Читай! Во имя Господа твоего, который сотворил —

сотворил человека из сгустка.

Читай! И Господь твой щедрейший,

который научил каламом((Т. е. тростниковым пером.)),

научил человека тому, чего он не знал.

Хадиджа стала первой, кому спустившийся с горы Хира’ Мухаммад поведал о случившемся. Оба пребывали в растерянности, и тогда по совету супруги он обратил к Вараке, который сразу же признал в Мухаммаде «пророка этой общины (умма)» и предрек ему неизбежные гонения со стороны соплеменников. В его речи даже проскользнул оттенок легкой зависти: «Ах, почему это произошло не со мной?» Но воля Божья не подлежит обсуждению…

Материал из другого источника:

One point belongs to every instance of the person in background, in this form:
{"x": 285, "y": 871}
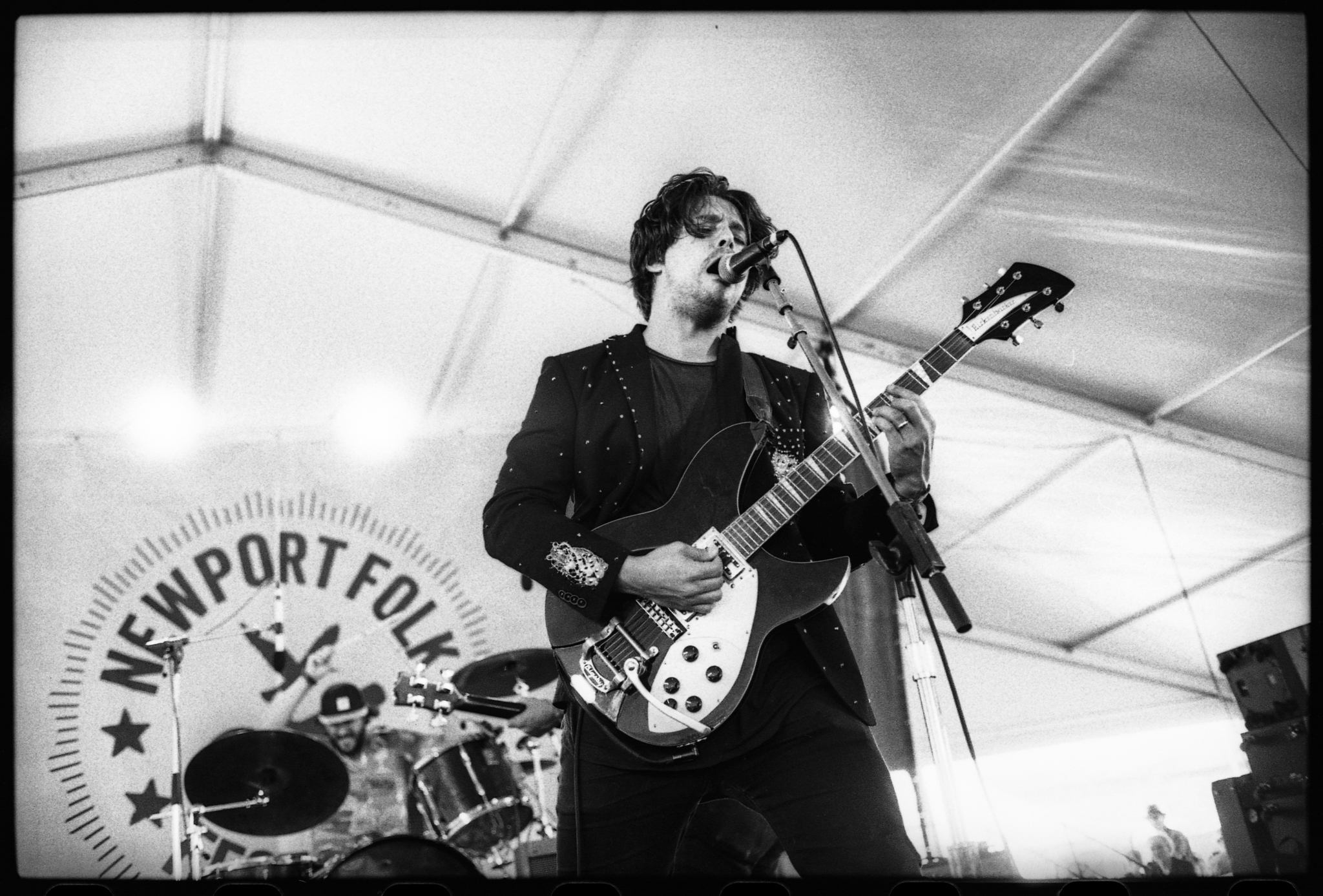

Вскоре Варака скончался, сыграв в истории ислама роль, аналогичную той, которую христианское предание отводит праведнику Симеону. Мухаммад впоследствии утверждал, что видел Вараку в раю в белых одеждах.((Для контраста отметим, что, когда дядя Мухаммада и злейший враг ислама ‘Абд ал-‘Узза, прозванный Абу Лахаб, желая опорочить племянника, спросил его, где пребывает его дед (и отец Абу Лахаба) ‘Абд ал-Мутталиб, пророк честно ответил, что как язычник он горит в аду.)) Итак, Мухаммад осознал себя пророком, через которого Бог ниспосылает Откровение. Но для кого именно и ради чего — в этих вопросах ему еще предстояло разобраться.